面倒くさがりの恋愛
「あ。えーと。まだ日は浅いんだけど……どうして解ったの?」

 高嶺さんが目を丸くして、それから首を傾げる。

「さっきの口論が、とても個人的な感じだったので」

 最初が知らないから、最後の口論しか聞いていないけど。

 物凄く個人的な言い争いだった。

「うーん。そうかぁ。少し気を付けないとね……」

「結婚されるんですか?」

「え。いや。まだ、そこまで、まだ」

「よく付き合い始めましたよね」

 パクパク食べながら呟くと、高嶺さんが目を丸くした。

「私なら社内の人は嫌ですけど」

「え。あれ? 信藤さん、社内で何かあった?」

「ある訳がないじゃないですか。ないようにして働いてきたんですから」

 逆にあったら困るわよ。

 あったら困るのに、困った事態になったから困ったのよ。

 ハンカチで口を拭いてから立ち上がる。

「では、お先です」

 トレイを持ち上げようとしたら、持ち上がらないのに気がついて、生嶋さんを見た。

 目を丸くした彼が、トレイを押さえている。

「……あの?」

「やっぱり、どこかで会った事がない?」

 あるわよ。

「生嶋~。なんなのそれ。うちの部の子だもの、よく出入りしているあんたが初対面のはずがないでしょう?」

 高嶺さんが笑っている。

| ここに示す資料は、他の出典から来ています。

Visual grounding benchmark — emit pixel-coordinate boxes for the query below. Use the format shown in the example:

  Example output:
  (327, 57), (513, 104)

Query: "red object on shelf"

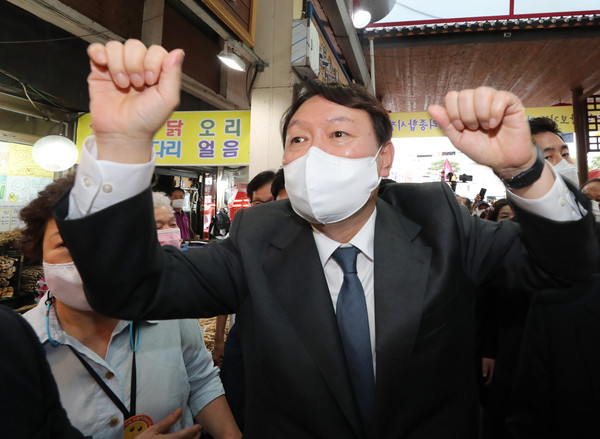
(228, 191), (250, 220)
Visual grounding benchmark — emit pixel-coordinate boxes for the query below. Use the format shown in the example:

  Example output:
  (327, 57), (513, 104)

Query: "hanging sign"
(76, 111), (250, 166)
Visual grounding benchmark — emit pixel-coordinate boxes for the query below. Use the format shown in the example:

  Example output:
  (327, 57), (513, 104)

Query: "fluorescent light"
(352, 9), (371, 29)
(31, 136), (79, 172)
(217, 42), (246, 72)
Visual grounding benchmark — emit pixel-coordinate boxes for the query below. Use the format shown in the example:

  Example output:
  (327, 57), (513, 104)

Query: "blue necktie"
(332, 247), (375, 435)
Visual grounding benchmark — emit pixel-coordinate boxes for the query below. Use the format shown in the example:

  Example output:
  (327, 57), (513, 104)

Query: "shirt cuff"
(506, 166), (587, 221)
(67, 136), (156, 219)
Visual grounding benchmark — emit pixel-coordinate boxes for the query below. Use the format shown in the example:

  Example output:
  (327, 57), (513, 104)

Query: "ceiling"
(360, 18), (600, 112)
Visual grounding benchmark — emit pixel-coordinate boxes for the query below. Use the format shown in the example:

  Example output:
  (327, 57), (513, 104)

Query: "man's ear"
(379, 141), (394, 178)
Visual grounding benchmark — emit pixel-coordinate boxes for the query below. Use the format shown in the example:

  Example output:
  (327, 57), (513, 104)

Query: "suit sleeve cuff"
(67, 136), (156, 219)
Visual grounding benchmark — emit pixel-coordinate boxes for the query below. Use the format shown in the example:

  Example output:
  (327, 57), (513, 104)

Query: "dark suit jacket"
(507, 275), (600, 439)
(55, 184), (597, 439)
(0, 306), (85, 439)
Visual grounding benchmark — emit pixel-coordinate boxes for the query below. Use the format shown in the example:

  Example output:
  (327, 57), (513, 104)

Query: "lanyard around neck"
(69, 322), (140, 419)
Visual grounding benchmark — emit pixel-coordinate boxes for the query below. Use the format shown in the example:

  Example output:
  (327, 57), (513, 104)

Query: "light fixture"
(352, 0), (371, 29)
(217, 41), (246, 72)
(31, 136), (79, 172)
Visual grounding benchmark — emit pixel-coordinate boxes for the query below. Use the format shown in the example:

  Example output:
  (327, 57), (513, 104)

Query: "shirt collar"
(313, 208), (377, 267)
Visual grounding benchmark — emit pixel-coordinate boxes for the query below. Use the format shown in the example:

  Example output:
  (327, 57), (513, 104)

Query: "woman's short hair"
(19, 174), (75, 262)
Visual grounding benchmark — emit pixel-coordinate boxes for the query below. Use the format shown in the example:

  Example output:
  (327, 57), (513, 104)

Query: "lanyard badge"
(123, 415), (152, 439)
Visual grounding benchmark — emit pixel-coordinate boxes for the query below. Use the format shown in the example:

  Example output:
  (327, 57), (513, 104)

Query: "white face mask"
(171, 198), (185, 209)
(590, 200), (600, 223)
(157, 227), (181, 248)
(283, 146), (381, 224)
(43, 261), (93, 311)
(554, 159), (579, 187)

それに微笑んでトレイを横に引いた。

 あっさりと外れた生嶋さんの手。

 そのままトレイを持ち上げて、頭を下げる。

「失礼します」

 淡々と挨拶して、返却口にトレイを戻した。

 うん。なんて事のない日常よ。

 あれもこれも、もう過ぎたこと。

 会わなければ会わないで、いずれは過去になっていくだけのお話。

 簡単な話じゃないの。

 慌てることもなければ、気にすることもない。

 だって、あんなに目の前にいても気がつかなかったんだから大丈夫。

 大丈夫なら、それに越したことはないだろうし、あんな事があった上にバレたら面倒くさいし。

 面倒は避けて通るのが普通よ。

 そう思うんだけど……

「どーしてそれでやっちゃわないかな~」

 目の前には出来上がった紗理奈。

 真っ赤な顔をして、笑いながら私を指差す。